All sustained bull runs in various markets have the same problem for market timers, as compared to perma bulls or in this case buy hold and forget about it investors - and that is what to do when a sell off occurs. In this case the sell off is particularly interesting because it happened right after the gap up caused by the positive report, and price wise the gap up was into the heart of previous resistance, specifically the mid 1550's using the Sept S&P as the leading heavily traded indicator. We are now trading nicely below the bullish news buying "opportunity", on a day when there was no major economic bad news, in fact with crude down nicely, in spite of a positive influence. So, the timing seems right to me that this downturn should not be used to go long. IF we do continue to decline from here, then what? Well, past sell offs of significance have been around 80-90 S&P points, which would target around 1470 in the Sept contract. This fits in nicely with that level being April's resistance, which would then be a possible future support level. IF the market does decline from here through the summer to around that level, and IF the cash NYSE at that time coincides with being against a previous swing low, then I would assume the downturn would be over and time to cover shorts and look closely at getting long. For now, I am short from 1540 a few days ago, I believe we could be in a temporary bear void this summer, and will look to stay short per the above imaginary scenario. Otherwise, my stop on my shorts for now is 1552.

In other news, the Board of Trade is on fire with great bull moves happening right now in Wheat, Soybeans and Corn.
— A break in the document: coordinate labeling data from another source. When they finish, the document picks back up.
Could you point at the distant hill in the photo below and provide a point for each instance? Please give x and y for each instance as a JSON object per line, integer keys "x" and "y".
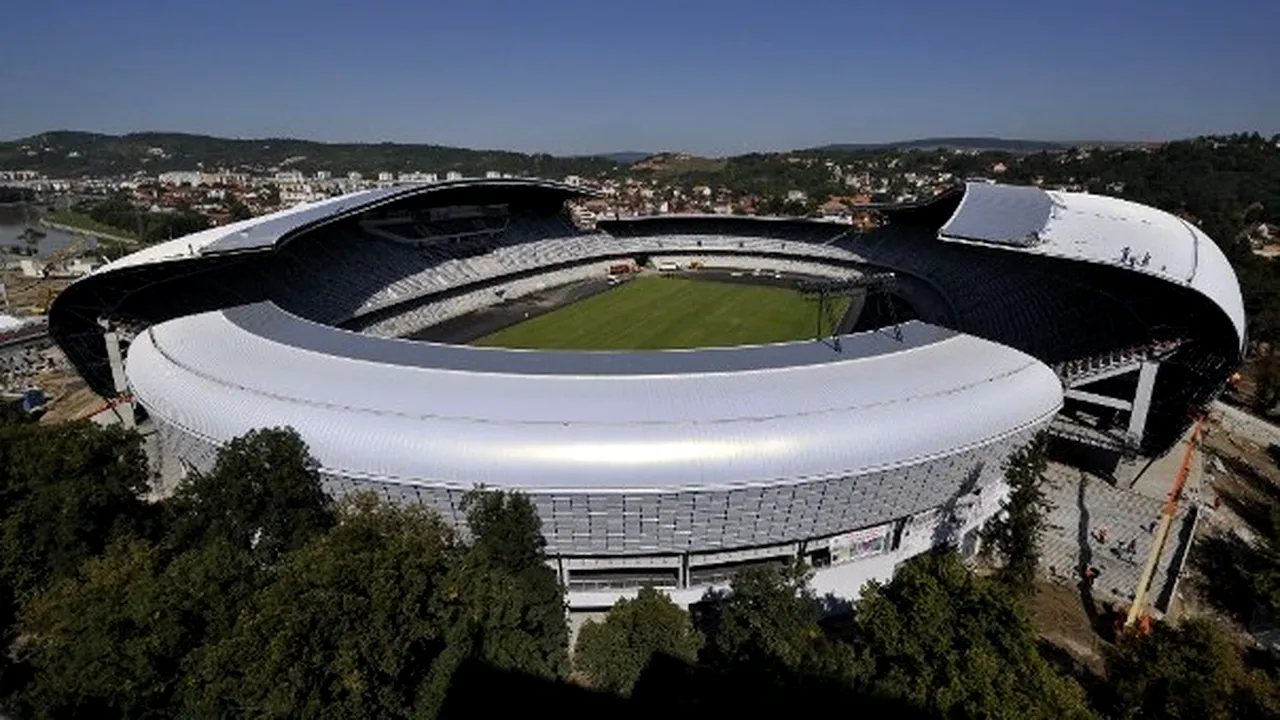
{"x": 952, "y": 144}
{"x": 626, "y": 158}
{"x": 72, "y": 154}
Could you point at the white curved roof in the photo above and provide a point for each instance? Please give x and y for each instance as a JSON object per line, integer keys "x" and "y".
{"x": 622, "y": 422}
{"x": 1096, "y": 228}
{"x": 265, "y": 231}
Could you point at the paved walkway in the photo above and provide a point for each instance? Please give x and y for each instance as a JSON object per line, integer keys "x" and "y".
{"x": 1095, "y": 524}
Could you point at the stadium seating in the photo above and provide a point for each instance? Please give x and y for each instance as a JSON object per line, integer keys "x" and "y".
{"x": 351, "y": 270}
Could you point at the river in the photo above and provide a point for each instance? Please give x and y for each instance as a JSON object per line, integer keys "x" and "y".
{"x": 13, "y": 222}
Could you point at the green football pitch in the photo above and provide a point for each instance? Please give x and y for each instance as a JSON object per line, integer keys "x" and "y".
{"x": 661, "y": 313}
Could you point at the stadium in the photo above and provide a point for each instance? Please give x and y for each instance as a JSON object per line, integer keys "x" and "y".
{"x": 679, "y": 396}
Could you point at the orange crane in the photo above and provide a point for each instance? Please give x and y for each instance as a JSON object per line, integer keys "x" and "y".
{"x": 1138, "y": 610}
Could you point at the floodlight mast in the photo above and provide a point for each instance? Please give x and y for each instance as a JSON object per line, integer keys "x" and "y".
{"x": 828, "y": 288}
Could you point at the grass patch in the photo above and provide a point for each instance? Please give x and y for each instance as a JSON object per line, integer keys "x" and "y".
{"x": 664, "y": 313}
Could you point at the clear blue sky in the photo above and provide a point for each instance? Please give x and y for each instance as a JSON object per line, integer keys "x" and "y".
{"x": 713, "y": 77}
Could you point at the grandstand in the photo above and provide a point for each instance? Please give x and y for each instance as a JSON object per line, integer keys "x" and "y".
{"x": 1016, "y": 310}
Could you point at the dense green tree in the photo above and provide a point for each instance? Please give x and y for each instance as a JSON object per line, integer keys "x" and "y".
{"x": 1014, "y": 534}
{"x": 955, "y": 645}
{"x": 238, "y": 210}
{"x": 1262, "y": 568}
{"x": 1187, "y": 671}
{"x": 517, "y": 619}
{"x": 65, "y": 492}
{"x": 264, "y": 493}
{"x": 615, "y": 652}
{"x": 104, "y": 645}
{"x": 118, "y": 639}
{"x": 767, "y": 624}
{"x": 351, "y": 627}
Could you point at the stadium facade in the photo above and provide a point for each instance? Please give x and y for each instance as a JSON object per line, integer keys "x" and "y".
{"x": 1013, "y": 310}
The dollar continues to drift a little higher, putting downward pressure on gold and silver. More a time than a price objective bull market correction, it seems mid August is a seasonal time to look to go long the metals again.


Yes, that is correct.

Other points to mention however are that metals are potentially topping here, take a look at the charts. Not PM's where the reverse may be true. I have some IT signals kicking in on the downside on SPX below 1487 closing basis. Maybe that will prove a headfake on your figures will see.